Famous quotes containing the words list of, trunk, muscles, page, subjects, list and/or anatomy:

    Do your children view themselves as successes or failures? Are they being encouraged to be inquisitive or passive? Are they afraid to challenge authority and to question assumptions? Do they feel comfortable adapting to change? Are they easily discouraged if they cannot arrive at a solution to a problem? The answers to those questions will give you a better appraisal of their education than any list of courses, grades, or test scores.
    Lawrence Kutner (20th century)

    through the Sumner Tunnel,
    trunk by trunk through its sulphurous walls,
    tile by tile like a men’s urinal,
    slipping through
    like somebody else’s package.
    Anne Sexton (1928–1974)

    Light
    Flashed from his matted head and marble feet,
    He grappled at the net
    With the coiled, hurdling muscles of his thighs:
    The corpse was bloodless, a botch of reds and whites,
    Robert Lowell (1917–1977)

    They who say that women do not desire the right of suffrage, that they prefer masculine domination to self-government, falsify every page of history, every fact in human experience.
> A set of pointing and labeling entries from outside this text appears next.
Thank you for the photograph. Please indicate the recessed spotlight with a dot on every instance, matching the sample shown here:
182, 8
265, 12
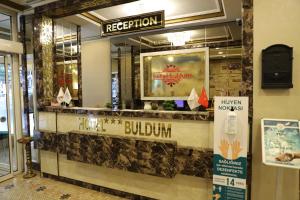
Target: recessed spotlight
170, 58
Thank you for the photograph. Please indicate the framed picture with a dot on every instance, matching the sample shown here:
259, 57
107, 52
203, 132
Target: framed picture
280, 142
171, 75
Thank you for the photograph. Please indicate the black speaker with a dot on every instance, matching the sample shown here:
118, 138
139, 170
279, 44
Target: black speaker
277, 67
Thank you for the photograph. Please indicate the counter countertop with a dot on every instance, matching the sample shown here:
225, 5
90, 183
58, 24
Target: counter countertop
160, 114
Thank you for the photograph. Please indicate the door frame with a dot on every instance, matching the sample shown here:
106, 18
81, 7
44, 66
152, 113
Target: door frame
8, 115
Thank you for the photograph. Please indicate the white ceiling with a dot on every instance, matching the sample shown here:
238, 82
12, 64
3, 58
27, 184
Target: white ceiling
173, 9
32, 3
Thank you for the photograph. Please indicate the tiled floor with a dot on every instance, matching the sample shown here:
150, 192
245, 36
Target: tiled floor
47, 189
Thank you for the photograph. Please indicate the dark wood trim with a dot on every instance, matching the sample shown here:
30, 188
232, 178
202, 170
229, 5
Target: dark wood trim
14, 5
65, 8
92, 17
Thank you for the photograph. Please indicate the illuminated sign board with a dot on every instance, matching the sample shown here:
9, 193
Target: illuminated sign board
147, 21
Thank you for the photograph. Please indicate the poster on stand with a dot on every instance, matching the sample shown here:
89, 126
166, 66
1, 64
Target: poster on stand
281, 142
231, 130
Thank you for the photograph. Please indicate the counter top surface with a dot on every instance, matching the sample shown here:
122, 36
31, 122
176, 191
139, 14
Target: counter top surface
160, 114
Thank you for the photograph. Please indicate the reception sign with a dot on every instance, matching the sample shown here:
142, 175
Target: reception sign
230, 148
147, 21
171, 75
281, 142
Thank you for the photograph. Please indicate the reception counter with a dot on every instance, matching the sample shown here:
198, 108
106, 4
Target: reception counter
148, 154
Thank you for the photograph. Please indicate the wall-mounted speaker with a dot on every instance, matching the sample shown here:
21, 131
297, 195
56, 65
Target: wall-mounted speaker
277, 67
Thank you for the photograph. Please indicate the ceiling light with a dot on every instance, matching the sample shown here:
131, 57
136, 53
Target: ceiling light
170, 58
179, 38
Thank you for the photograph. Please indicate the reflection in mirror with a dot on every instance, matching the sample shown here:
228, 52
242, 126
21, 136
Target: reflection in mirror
225, 70
5, 27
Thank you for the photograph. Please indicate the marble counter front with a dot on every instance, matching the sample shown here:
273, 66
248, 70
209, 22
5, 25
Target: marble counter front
170, 145
157, 114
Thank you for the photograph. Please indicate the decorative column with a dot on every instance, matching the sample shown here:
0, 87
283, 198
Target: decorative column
43, 59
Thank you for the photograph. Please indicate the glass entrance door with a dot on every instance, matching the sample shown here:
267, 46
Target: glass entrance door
7, 129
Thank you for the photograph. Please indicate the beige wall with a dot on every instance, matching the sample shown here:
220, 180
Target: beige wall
275, 21
96, 70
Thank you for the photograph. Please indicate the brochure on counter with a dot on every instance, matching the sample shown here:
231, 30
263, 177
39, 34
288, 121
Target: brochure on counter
281, 142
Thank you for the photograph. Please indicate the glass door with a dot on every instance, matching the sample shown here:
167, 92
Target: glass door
7, 129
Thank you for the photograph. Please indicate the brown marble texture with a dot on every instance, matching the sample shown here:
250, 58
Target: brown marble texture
195, 162
146, 157
157, 158
54, 142
155, 114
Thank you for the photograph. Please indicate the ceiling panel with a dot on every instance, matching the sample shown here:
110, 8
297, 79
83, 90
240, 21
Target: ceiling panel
173, 8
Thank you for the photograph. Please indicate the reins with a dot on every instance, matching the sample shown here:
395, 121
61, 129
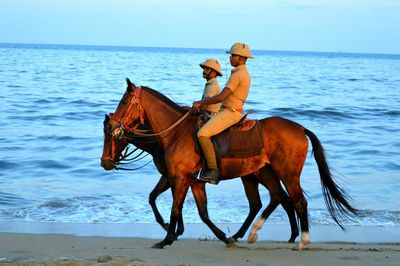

It has taken the whole power of the civil and canon law to hold woman in the subordinate position which it is said she willingly accepts.
    Elizabeth Cady Stanton (1815–1902)

    Conversation ... is like the table of contents of a dull book.... All the greatest subjects of human thought are proudly displayed in it. Listen to it for three minutes, and you ask yourself which is more striking, the emphasis of the speaker or his shocking ignorance.
    Stendhal [Marie Henri Beyle] (1783–1842)

    All is possible,
    Who so list believe;
    Trust therefore first, and after preve,
    As men wed ladies by license and leave,
    All is possible.
    Sir Thomas Wyatt (1503?–1542)

    But a man must keep an eye on his servants, if he would not have them rule him. Man is a shrewd inventor, and is ever taking the hint of a new machine from his own structure, adapting some secret of his own anatomy in iron, wood, and leather, to some required function in the work of the world. But it is found that the machine unmans the user. What he gains in making cloth, he loses in general power.